Notation. Let $y$, $a$, and $b$ be $n\times 1$, $p\times 1$, and $q\times1$ real vectors. Let also $X$ and $Z$ be $n\times p$ and $n \times q$ real matrices.
Suppose that there is no solution, $a$, to $y = X a$.
Question. What are the conditions on $Z$ such that $y = Xa + Zb$ has no solution for each choice of $b$?
Context. I came across this problem in the context of linear regression. The fact that $y=Xa$ has no solution can be interpreted as "no hyperplane can perfectly fit the data". I am analysing an extension of this problem which has lead me to the need of finding something similar for "$y = Xa + Zb$ has no solution".
You are essentially asking, when does $y = \left[X\ Z\right]b$ have no solution $b$? Or in other words, when is $y$ not in the direct sum of the column spaces of $X$ and $Z$?

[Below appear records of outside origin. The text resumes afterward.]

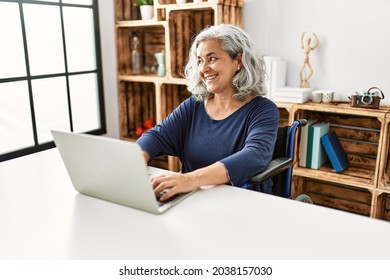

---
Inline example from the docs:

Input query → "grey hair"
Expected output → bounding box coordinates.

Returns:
[184,24,266,101]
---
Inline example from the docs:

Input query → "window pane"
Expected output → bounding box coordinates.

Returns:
[0,3,26,78]
[63,7,96,72]
[23,4,65,75]
[0,81,34,154]
[69,74,100,132]
[62,0,92,5]
[32,77,70,144]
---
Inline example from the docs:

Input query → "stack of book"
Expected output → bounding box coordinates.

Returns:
[264,55,287,100]
[272,86,313,103]
[298,120,329,169]
[298,119,349,172]
[321,131,349,172]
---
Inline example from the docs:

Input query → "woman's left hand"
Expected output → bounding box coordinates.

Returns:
[151,173,198,201]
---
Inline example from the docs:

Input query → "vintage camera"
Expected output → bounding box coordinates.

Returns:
[349,87,384,109]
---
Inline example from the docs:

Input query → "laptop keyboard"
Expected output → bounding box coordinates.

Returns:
[156,190,180,206]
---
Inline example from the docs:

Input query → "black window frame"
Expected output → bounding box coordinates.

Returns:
[0,0,107,162]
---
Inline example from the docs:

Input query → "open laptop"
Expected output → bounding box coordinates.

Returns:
[51,130,195,214]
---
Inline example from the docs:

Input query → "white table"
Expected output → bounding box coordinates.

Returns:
[0,149,390,260]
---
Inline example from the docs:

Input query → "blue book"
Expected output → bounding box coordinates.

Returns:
[321,131,349,172]
[306,122,329,169]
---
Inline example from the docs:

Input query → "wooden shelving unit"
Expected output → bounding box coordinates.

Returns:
[277,102,390,221]
[115,0,243,170]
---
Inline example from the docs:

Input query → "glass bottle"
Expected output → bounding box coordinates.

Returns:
[131,36,142,75]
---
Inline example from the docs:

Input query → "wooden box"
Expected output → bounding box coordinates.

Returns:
[374,192,390,221]
[293,103,388,188]
[294,177,373,217]
[119,81,157,140]
[169,9,214,78]
[116,26,165,75]
[378,113,390,190]
[160,84,190,119]
[115,0,141,21]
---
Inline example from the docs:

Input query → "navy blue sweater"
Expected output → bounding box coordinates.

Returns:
[137,97,279,193]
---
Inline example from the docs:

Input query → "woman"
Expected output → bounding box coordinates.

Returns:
[137,25,279,201]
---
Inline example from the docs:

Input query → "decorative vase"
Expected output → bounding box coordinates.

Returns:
[139,5,154,20]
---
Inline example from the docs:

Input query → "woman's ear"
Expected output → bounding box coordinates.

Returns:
[235,53,242,68]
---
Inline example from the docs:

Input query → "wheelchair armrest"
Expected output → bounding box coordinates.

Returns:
[249,157,293,184]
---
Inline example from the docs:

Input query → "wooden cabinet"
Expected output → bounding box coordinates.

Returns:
[115,0,243,170]
[284,102,390,220]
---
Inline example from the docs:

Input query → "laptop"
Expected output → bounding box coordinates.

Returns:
[51,130,193,214]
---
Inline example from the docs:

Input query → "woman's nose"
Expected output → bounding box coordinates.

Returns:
[199,62,210,73]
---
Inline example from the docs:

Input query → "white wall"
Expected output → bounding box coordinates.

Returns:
[243,0,390,104]
[98,0,390,137]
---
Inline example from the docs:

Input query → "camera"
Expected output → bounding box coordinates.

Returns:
[349,87,384,109]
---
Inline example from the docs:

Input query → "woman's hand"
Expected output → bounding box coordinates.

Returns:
[151,173,200,201]
[151,162,229,201]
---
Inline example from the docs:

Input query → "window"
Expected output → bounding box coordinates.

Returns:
[0,0,106,161]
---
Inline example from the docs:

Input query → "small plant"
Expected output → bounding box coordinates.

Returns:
[135,0,153,6]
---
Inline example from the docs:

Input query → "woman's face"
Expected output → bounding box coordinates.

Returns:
[196,40,241,95]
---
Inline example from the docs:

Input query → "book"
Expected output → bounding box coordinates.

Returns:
[321,131,349,172]
[298,119,317,167]
[306,122,329,169]
[272,86,313,103]
[263,55,287,99]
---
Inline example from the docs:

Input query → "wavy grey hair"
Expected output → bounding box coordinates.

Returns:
[184,24,266,101]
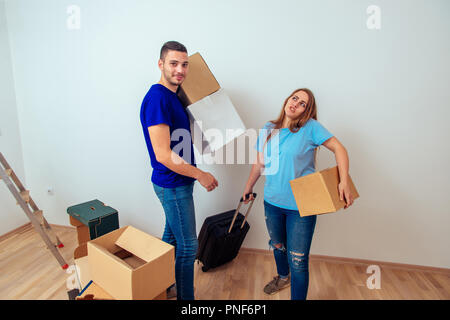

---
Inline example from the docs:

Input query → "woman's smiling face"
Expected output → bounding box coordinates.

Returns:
[284,90,309,120]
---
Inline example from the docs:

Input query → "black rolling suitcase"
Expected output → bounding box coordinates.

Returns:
[197,193,256,272]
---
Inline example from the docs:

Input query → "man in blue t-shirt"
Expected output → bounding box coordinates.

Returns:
[140,41,218,300]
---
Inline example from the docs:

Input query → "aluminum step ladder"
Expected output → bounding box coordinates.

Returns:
[0,152,69,269]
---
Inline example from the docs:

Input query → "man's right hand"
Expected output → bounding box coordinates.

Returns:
[197,171,219,192]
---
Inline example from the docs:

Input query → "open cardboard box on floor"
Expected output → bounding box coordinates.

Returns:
[76,281,167,300]
[290,166,359,217]
[87,226,175,300]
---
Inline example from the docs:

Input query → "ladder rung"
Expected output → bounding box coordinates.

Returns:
[17,190,30,204]
[33,210,44,222]
[0,169,12,180]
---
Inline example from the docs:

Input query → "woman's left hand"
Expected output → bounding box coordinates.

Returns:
[338,181,353,209]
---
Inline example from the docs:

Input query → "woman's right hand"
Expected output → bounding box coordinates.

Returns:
[242,187,254,204]
[197,171,219,192]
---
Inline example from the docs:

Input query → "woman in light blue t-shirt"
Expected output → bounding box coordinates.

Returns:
[243,88,353,300]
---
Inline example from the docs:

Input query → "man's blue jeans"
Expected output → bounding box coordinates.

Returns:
[153,183,198,300]
[264,201,317,300]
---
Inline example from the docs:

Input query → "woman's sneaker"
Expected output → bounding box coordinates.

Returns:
[264,275,291,294]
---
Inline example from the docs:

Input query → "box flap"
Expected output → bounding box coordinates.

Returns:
[290,172,336,217]
[178,52,220,107]
[187,89,247,153]
[320,166,359,211]
[116,226,173,262]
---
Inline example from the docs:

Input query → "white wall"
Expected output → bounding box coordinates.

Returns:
[1,0,450,268]
[0,0,28,235]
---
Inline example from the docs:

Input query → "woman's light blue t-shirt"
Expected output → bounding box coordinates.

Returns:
[255,119,333,210]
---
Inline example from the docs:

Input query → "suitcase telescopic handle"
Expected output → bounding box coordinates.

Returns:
[228,193,256,233]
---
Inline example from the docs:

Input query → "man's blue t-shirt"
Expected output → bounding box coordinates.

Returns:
[255,119,333,210]
[141,84,196,188]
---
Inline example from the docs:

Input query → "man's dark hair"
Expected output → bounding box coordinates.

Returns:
[159,41,187,60]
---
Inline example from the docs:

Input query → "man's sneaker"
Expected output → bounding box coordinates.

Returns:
[264,275,291,294]
[166,285,177,299]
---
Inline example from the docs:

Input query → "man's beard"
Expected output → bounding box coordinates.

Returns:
[164,72,184,86]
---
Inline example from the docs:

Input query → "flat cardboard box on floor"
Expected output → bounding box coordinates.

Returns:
[186,89,247,154]
[88,226,175,300]
[177,52,220,107]
[290,166,359,217]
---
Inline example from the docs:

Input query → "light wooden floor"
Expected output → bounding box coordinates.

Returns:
[0,226,450,300]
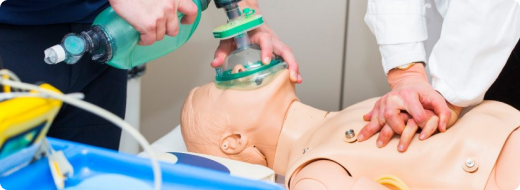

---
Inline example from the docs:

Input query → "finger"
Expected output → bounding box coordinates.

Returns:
[377,95,388,126]
[397,119,419,152]
[155,19,166,41]
[384,95,405,134]
[419,115,439,140]
[166,12,183,37]
[432,98,451,132]
[357,120,381,142]
[376,124,394,148]
[273,40,302,83]
[363,99,381,121]
[363,109,374,121]
[211,39,235,68]
[403,93,427,126]
[357,105,382,142]
[253,33,273,65]
[177,0,198,24]
[399,112,412,121]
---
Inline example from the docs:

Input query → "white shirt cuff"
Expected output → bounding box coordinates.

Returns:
[379,42,426,74]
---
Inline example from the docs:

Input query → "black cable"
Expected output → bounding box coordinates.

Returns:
[0,52,4,70]
[0,55,4,92]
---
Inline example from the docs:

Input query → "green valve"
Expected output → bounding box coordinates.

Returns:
[213,8,264,39]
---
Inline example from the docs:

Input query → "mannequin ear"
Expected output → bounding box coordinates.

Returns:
[220,134,248,155]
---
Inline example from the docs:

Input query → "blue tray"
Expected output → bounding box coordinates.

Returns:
[0,138,283,190]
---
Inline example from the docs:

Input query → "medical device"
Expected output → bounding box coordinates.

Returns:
[213,0,287,89]
[0,70,162,190]
[44,0,210,69]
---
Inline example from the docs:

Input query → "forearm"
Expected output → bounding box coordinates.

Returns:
[387,63,428,89]
[365,0,428,74]
[429,0,520,107]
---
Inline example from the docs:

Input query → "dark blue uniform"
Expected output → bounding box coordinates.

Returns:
[0,0,127,150]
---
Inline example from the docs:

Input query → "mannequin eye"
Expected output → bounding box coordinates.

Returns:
[255,77,264,86]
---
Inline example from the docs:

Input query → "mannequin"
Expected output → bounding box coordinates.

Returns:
[181,70,520,190]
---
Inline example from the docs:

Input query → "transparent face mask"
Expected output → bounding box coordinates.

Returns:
[215,45,287,90]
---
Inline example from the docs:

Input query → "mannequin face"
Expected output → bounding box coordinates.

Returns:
[181,69,298,166]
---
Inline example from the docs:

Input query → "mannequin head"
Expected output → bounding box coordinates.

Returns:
[181,69,298,167]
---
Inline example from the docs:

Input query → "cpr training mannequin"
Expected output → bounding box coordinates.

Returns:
[182,70,520,190]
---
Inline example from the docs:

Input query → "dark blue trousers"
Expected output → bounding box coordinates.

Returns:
[0,24,127,150]
[484,38,520,110]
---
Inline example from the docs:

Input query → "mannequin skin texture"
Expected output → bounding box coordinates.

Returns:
[182,70,520,190]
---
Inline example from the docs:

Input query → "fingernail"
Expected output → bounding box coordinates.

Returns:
[291,72,298,81]
[264,57,271,65]
[358,134,365,141]
[399,144,404,152]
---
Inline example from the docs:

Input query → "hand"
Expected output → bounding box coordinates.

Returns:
[211,0,302,83]
[109,0,198,45]
[358,64,460,151]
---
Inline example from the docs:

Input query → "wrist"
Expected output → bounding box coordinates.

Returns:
[387,63,428,89]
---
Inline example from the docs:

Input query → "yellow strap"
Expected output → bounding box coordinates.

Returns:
[2,75,11,93]
[376,175,410,190]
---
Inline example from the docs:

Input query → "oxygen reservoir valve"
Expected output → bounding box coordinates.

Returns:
[44,26,112,64]
[44,0,210,69]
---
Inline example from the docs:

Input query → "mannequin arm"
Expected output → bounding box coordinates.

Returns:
[289,160,388,190]
[485,128,520,190]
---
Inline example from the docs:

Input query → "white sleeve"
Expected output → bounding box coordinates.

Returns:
[428,0,520,107]
[365,0,428,73]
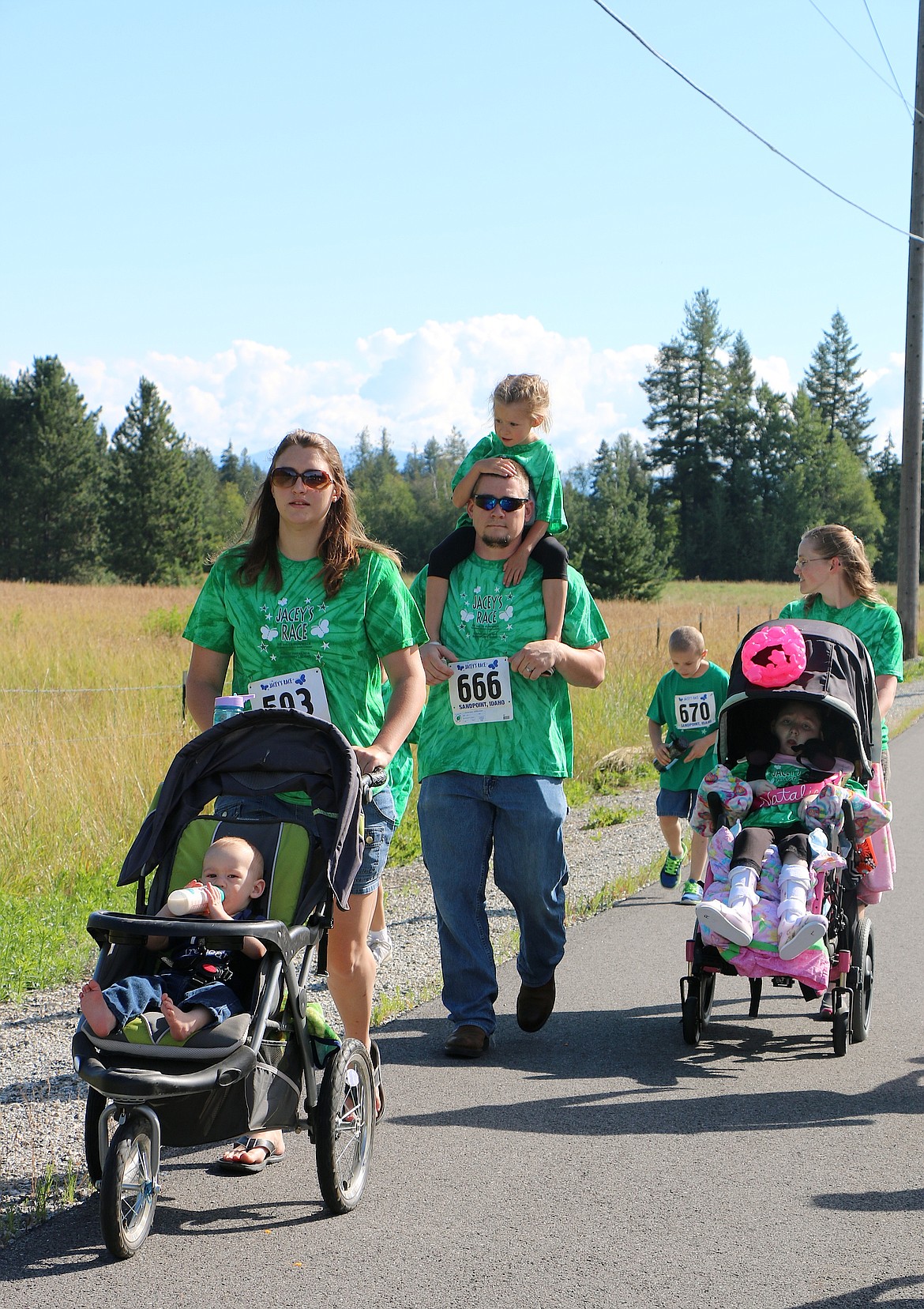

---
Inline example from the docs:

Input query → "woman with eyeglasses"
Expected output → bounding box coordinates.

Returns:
[780,522,904,995]
[780,522,903,767]
[183,429,426,1172]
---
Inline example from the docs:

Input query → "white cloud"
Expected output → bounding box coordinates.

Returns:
[41,314,657,468]
[754,355,796,395]
[6,314,903,468]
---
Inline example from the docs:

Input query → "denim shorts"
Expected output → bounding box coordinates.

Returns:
[655,787,697,818]
[215,787,398,895]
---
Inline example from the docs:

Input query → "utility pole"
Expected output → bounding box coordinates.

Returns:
[898,0,924,658]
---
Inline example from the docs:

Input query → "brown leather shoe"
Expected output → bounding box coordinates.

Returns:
[442,1022,488,1059]
[517,972,555,1032]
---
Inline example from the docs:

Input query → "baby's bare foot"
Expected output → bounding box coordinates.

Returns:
[80,982,115,1036]
[161,995,209,1040]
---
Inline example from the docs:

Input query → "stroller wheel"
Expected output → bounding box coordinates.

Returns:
[314,1036,376,1213]
[851,918,876,1042]
[84,1086,106,1186]
[100,1114,159,1259]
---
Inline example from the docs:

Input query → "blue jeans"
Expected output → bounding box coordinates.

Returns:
[418,773,568,1034]
[215,787,398,895]
[103,972,243,1030]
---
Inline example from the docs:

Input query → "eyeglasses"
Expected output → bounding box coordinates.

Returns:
[269,468,334,491]
[471,495,526,513]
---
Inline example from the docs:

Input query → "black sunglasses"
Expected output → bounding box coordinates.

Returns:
[471,495,526,513]
[269,468,334,491]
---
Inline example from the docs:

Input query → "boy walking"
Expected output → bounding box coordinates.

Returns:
[648,627,727,905]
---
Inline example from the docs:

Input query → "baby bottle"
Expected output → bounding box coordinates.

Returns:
[212,695,247,723]
[166,886,225,918]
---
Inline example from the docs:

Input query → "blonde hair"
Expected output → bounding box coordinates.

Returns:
[802,522,885,614]
[490,373,552,432]
[667,626,705,655]
[239,428,400,596]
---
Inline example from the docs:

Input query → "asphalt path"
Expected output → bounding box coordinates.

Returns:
[0,723,924,1309]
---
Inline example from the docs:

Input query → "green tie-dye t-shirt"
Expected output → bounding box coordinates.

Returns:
[411,554,609,779]
[183,548,426,745]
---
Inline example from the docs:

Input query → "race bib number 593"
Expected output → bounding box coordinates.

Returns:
[247,668,331,723]
[449,657,513,727]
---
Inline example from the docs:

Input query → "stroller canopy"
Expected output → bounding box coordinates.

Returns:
[119,709,362,908]
[716,618,882,783]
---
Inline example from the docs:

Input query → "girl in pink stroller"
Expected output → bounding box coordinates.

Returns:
[681,620,890,1054]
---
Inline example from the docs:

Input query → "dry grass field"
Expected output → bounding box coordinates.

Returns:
[0,582,895,996]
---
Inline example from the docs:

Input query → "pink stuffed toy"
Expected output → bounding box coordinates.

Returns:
[741,623,806,687]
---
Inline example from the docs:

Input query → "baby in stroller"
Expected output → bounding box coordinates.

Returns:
[80,837,265,1040]
[697,699,854,961]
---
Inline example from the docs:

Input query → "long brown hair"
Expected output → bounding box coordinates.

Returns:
[239,428,400,596]
[802,522,886,614]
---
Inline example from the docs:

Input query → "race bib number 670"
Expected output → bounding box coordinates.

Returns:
[449,657,513,727]
[674,691,716,729]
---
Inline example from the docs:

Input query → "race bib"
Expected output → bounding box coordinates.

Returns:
[247,668,331,723]
[449,658,513,728]
[674,691,716,732]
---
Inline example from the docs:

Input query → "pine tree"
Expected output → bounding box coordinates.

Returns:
[708,333,761,578]
[0,355,106,581]
[641,289,729,577]
[568,432,667,600]
[781,386,882,562]
[869,436,902,581]
[805,310,873,460]
[106,377,205,584]
[745,382,793,581]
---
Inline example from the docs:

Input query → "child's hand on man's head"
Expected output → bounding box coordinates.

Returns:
[504,546,529,586]
[476,454,522,478]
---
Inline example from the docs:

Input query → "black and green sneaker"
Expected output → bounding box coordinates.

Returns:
[661,851,683,890]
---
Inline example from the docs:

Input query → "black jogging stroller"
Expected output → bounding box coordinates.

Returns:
[681,619,882,1055]
[72,709,378,1258]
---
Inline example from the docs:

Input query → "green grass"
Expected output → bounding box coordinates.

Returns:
[0,582,924,999]
[0,864,135,1004]
[584,805,639,831]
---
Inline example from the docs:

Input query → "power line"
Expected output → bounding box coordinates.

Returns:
[593,0,924,243]
[809,0,915,122]
[862,0,915,123]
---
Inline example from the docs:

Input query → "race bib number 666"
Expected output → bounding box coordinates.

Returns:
[449,657,513,727]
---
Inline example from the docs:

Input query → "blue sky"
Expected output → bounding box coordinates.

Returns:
[0,0,918,466]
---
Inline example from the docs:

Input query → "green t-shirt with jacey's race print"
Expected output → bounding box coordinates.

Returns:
[411,554,609,779]
[183,547,426,745]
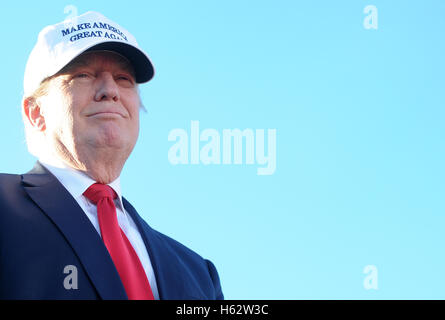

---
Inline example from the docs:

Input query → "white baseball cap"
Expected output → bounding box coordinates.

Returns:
[23,11,154,95]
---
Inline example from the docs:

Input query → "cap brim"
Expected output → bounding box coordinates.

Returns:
[84,41,155,83]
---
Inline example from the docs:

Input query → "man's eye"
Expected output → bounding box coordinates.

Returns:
[75,73,89,78]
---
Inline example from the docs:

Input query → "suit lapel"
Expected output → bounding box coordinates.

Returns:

An obvious necessary, but not sufficient, condition on $Z$ is that $y = Zu$ has no solution $u$. I don't think there's a nice complete set of conditions on $Z$; in practice you can row-reduce $[X\ Z]$ and see if $y = [X\ Z]b$ is a consistent linear system, or equivalently, solve the least-squares problem $$\left[\begin{array}{cc} X^TX & X^TZ\\ Z^TX & Z^TZ\end{array}\right]b = \left[\begin{array}{c}X^T\\Z^T\end{array}\right]y$$ for $b$ and see if the residual is zero.